At runtime, Proteus reads the selected toolkit version from:

  1. version.json
  2. version.txt

Proteus compares only the major version between:

  1. the toolkit used to build Proteus
  2. the toolkit root selected at runtime

If the major versions differ, runtime CUDA toolchain resolution fails.

This is a coarse guard against mixing toolchains from different CUDA release families while still tolerating minor and patch differences.

Why This Exists

The previous wheel-oriented behavior embedded builder-local CUDA filesystem paths into libproteus. That is fragile for:

  1. Python wheels moved to another machine
  2. nonstandard CUDA install prefixes
  3. cluster environments where CUDA is injected by environment modules

Runtime resolution makes the wheel and the shared library relocatable, provided the process environment points at a compatible CUDA toolkit.

Cache Interaction

CUDA toolchain resolution happens only when Proteus must compile new code.

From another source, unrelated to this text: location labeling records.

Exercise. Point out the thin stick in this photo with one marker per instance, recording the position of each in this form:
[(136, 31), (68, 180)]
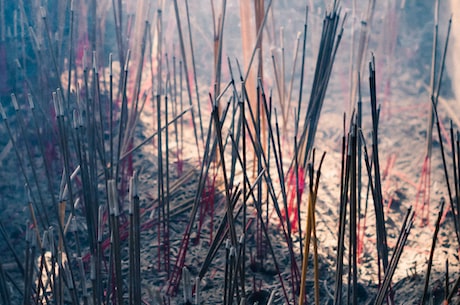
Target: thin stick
[(433, 246)]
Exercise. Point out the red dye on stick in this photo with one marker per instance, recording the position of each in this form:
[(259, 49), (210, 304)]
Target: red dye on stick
[(292, 197), (422, 198)]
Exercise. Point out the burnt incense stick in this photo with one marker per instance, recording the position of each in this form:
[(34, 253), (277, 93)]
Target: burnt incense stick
[(116, 251), (43, 218), (402, 239), (192, 54), (430, 259)]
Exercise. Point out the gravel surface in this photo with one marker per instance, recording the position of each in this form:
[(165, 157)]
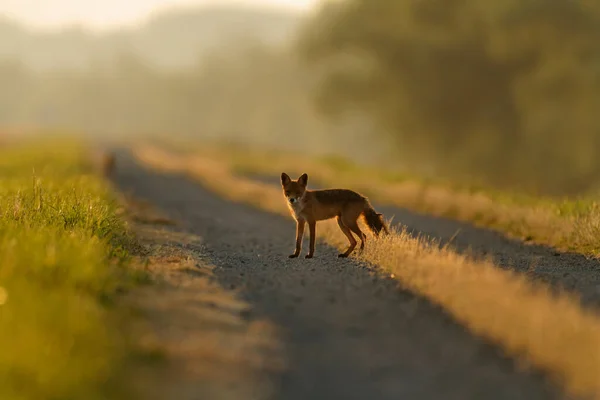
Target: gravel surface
[(347, 332), (573, 272)]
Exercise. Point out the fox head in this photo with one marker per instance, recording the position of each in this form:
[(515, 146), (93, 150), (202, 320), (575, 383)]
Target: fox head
[(293, 190)]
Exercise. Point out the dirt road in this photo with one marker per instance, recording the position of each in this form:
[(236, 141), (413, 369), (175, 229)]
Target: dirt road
[(346, 332)]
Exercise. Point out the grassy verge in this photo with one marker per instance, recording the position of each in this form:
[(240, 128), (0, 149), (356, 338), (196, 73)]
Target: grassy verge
[(64, 253), (566, 224), (550, 331)]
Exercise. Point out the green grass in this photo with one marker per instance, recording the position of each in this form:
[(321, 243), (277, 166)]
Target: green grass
[(64, 257), (568, 223)]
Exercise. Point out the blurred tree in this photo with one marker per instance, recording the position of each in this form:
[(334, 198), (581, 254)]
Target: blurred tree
[(505, 91)]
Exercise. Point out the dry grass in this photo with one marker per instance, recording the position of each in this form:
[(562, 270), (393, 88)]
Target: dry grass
[(193, 323), (569, 225), (550, 331)]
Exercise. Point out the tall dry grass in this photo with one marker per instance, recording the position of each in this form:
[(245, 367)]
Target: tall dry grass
[(550, 331), (566, 224)]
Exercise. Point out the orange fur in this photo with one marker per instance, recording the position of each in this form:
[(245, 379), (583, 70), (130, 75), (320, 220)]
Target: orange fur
[(310, 206)]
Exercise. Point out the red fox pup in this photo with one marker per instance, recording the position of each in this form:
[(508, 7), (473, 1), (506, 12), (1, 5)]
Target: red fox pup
[(318, 205)]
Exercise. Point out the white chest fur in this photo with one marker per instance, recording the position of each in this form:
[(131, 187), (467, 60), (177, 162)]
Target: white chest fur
[(296, 209)]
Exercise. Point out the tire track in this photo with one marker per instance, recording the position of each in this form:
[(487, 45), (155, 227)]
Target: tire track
[(348, 332)]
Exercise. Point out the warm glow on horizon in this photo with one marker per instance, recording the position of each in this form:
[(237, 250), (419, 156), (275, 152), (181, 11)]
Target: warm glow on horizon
[(105, 14)]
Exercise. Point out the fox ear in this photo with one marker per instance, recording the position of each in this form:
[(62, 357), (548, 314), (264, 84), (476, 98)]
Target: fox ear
[(303, 179)]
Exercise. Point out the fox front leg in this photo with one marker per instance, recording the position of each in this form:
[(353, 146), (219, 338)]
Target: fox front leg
[(312, 228), (299, 235)]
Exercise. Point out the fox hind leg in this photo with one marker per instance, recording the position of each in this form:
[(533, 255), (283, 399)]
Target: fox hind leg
[(348, 234), (363, 238)]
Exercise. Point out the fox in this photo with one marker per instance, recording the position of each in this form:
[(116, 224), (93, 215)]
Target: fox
[(346, 206), (108, 164)]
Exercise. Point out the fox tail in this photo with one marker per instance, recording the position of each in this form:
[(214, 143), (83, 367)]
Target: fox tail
[(374, 220)]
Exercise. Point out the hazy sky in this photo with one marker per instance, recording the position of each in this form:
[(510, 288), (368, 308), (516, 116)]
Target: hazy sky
[(102, 14)]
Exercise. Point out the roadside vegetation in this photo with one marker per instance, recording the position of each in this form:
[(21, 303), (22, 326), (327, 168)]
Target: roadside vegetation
[(565, 223), (65, 256), (494, 303)]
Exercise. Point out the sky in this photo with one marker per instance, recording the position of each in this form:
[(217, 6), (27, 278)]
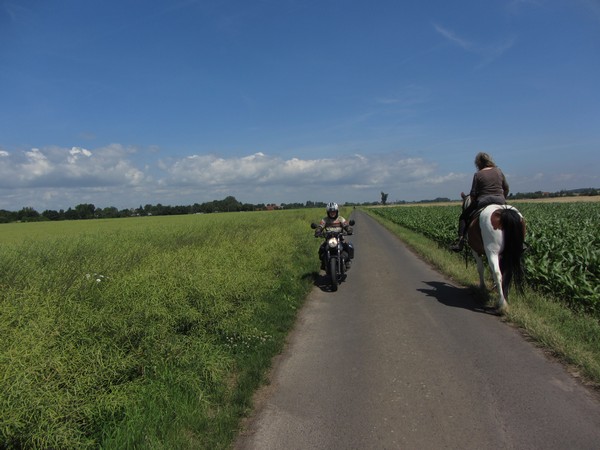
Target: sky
[(127, 103)]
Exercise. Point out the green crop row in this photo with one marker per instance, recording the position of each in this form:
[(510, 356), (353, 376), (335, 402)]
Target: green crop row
[(149, 332), (563, 239)]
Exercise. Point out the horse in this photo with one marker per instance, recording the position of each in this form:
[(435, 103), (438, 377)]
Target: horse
[(498, 231)]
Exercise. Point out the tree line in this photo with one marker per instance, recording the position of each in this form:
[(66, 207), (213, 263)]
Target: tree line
[(87, 211)]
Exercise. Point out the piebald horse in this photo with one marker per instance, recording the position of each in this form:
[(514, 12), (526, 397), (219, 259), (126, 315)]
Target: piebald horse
[(498, 231)]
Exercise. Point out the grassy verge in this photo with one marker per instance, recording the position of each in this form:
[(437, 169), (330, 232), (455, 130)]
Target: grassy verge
[(572, 338), (148, 332)]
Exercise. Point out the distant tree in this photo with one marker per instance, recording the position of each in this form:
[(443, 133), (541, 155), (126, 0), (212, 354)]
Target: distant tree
[(383, 198)]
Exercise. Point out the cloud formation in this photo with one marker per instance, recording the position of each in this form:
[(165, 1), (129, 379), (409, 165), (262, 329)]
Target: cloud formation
[(59, 178)]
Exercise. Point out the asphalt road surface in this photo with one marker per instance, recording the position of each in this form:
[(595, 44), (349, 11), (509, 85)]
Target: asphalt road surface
[(400, 358)]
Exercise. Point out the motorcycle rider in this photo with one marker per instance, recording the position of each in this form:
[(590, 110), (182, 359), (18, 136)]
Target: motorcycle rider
[(333, 222)]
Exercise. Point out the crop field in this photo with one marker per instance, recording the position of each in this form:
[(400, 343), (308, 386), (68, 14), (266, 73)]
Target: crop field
[(563, 238), (148, 332)]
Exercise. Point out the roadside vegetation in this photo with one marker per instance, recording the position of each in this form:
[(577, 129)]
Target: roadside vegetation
[(560, 307), (154, 332), (148, 332)]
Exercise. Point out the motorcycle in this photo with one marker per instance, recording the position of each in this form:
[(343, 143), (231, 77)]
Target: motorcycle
[(334, 255)]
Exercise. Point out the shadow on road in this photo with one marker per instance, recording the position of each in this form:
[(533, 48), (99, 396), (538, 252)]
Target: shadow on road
[(456, 297)]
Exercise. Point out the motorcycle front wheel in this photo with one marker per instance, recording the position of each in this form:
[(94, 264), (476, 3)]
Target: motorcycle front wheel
[(333, 273)]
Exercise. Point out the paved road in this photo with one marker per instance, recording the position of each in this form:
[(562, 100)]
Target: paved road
[(400, 358)]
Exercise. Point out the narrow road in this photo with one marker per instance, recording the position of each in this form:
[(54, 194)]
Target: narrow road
[(400, 358)]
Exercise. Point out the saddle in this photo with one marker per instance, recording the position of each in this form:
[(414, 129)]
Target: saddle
[(474, 238)]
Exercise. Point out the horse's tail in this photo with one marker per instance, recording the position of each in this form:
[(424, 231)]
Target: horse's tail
[(512, 255)]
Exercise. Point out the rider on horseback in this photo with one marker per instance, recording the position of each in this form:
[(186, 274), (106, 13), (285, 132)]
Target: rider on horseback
[(489, 187)]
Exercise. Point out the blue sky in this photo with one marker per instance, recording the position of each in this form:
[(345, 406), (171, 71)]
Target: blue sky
[(125, 103)]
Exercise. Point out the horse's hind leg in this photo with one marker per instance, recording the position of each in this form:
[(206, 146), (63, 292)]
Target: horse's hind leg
[(494, 262), (480, 270)]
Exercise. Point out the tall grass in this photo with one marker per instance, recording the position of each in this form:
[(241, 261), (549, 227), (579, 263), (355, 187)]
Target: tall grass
[(572, 336), (145, 333)]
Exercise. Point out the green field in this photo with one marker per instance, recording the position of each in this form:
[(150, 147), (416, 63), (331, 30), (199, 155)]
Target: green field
[(563, 255), (154, 332), (148, 332)]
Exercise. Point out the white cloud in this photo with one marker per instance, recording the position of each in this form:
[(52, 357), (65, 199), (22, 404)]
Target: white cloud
[(59, 178)]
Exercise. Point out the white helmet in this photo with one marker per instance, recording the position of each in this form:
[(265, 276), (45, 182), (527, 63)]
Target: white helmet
[(332, 206)]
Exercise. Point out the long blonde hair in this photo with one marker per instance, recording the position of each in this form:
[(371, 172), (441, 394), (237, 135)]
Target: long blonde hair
[(483, 160)]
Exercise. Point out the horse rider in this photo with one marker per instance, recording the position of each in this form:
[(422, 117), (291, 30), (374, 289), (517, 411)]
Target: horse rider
[(489, 187)]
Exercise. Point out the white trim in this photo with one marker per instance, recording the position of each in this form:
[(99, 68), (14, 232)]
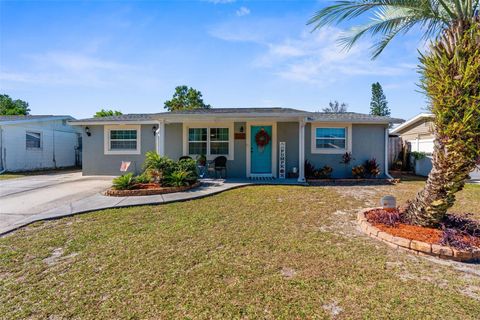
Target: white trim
[(208, 126), (160, 138), (411, 121), (301, 151), (249, 147), (106, 139), (313, 144)]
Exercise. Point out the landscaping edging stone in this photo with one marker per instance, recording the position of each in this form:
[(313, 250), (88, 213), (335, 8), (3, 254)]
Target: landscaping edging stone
[(148, 192), (415, 246)]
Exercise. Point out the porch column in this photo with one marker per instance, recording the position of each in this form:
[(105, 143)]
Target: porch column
[(301, 151), (160, 138)]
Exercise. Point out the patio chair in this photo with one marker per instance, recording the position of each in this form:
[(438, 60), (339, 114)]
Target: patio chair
[(219, 165)]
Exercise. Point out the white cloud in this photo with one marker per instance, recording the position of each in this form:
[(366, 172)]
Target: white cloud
[(314, 58), (220, 1), (243, 11)]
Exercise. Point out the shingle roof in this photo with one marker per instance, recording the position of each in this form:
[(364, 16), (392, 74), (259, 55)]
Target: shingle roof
[(287, 112), (350, 116), (31, 117)]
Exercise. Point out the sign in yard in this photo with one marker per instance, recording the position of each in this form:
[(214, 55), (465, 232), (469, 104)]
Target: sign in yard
[(282, 161)]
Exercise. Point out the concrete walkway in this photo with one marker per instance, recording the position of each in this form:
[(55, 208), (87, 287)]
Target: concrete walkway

If a test or program hits the object cache, it may succeed without touching the runtime CUDA resolver at all. This can mask missing CUDA_HOME-style environment variables.

In practice:

  1. warm cache: may succeed without a CUDA root env var
  2. cold cache: will fail if no CUDA root env var is set

When debugging, clear the cache first:

rm -rf .proteus

Or set an explicit cache location:

export PROTEUS_CACHE_DIR=/tmp/proteus-cache

Typical Cluster Usage

On systems that provide CUDA through environment modules, loading the module is usually enough because it exports CUDA_HOME:

ml load cuda/12

After that, both Python and standalone frontend tests can resolve the runtime CUDA toolkit without relying on build-time absolute paths.